正直な気持ちを打ち明けておくと、最初にメンバーが保険業界向けの仕事をやりたいと申し出た時に私は「勘弁してくれよ」と思った。

 だが、自分が逃げたツケをここで払わされるのだと悟り、真摯に保険業界向けの仕事に取り組んだわけだ。

 現場の最前線の保険代理店や保険の販売員から、保険会社本体の代表取締役たちとも密室で議論を交わしながら幅広く、そして濃密な仕事をさせてもらった。

 そんな私が言うのだから間違いないが、保険は掛け捨て以外に入ってはいけない。

 もっと言えば、生身の人間に手数料を支払うような販売店や販売員を通して保険に入るのではなく、例外なくインターネット経由で入るべきである。

 たとえば私の書斎の火災保険を例に挙げよう。

 販売店や販売員を通して加入するのとインターネット経由で加入するのとでは、まったく同じ保険商品でも保険料が2倍違うのだ。

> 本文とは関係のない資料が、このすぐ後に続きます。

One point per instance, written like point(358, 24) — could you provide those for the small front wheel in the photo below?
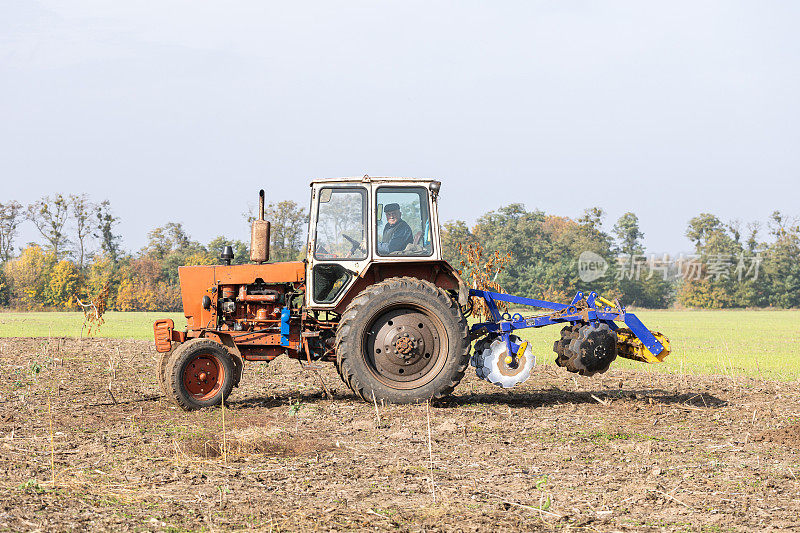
point(199, 373)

 親しくなった取引先にもこの知恵を教えてあげたところ、年間保険料がトータルで3分の1以下になったと小躍りしていた人もいる。

 保険のセールスが「万一の際に入るのが保険ですから、特約をつけるのが当たり前だと思います!」と、卑しく日焼けした顔にこれまたいやらしいホワイトニングを決め込んだ歯を見せながら迫ってくるのは、彼ら彼女らの手数料がべらぼうに高いからだ。

 がん保険の儲けの実態を知ると、あなたは販売員に殺意を抱くだろう。

お金のない人がローンを
組むことは絶望的な損失

 ローンとは単なる借金である。

 まず、この「地球は丸い」と同じ初歩を理解することだ。

 借金をすることは悪いことではないが、分不相応なものを買おうとしている事実を忘れてはいけない。

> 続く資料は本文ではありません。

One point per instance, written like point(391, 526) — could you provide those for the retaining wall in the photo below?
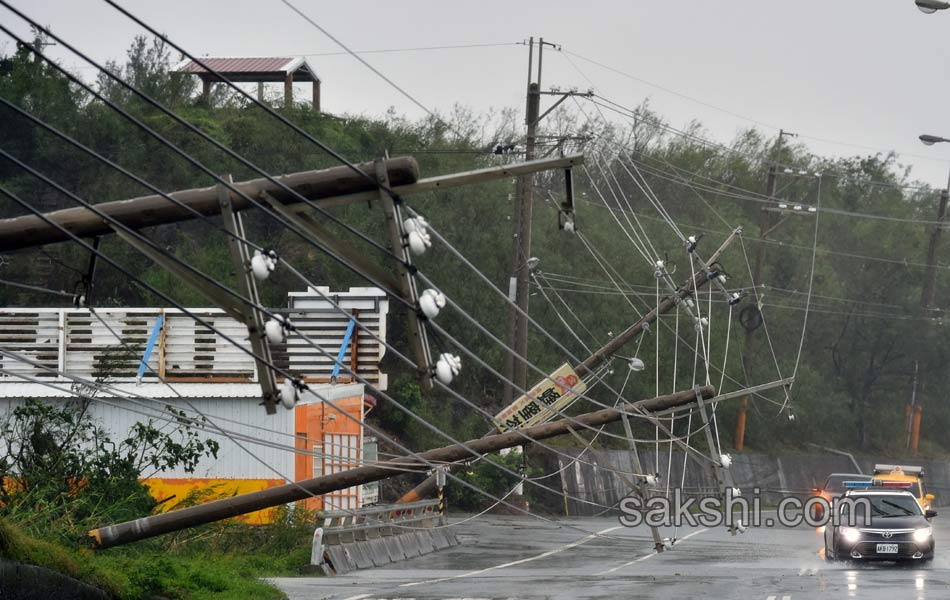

 借金をしなければ買えないものは、例外なく分不相応なものなのだ。

 この事実はいくら強調しても足りないくらいである。

 こういう話をすると必ずローンで直接的にも間接的にも暴利を貪っている輩や、自分がローンを組んだことを正当化したい弱者がこう反論するだろう。

「もし死んだらローンを払わなくてもよくなるから得だよ」と。

 まさしくそれが卑しい四流の脳からにじみ出る発想なのだ。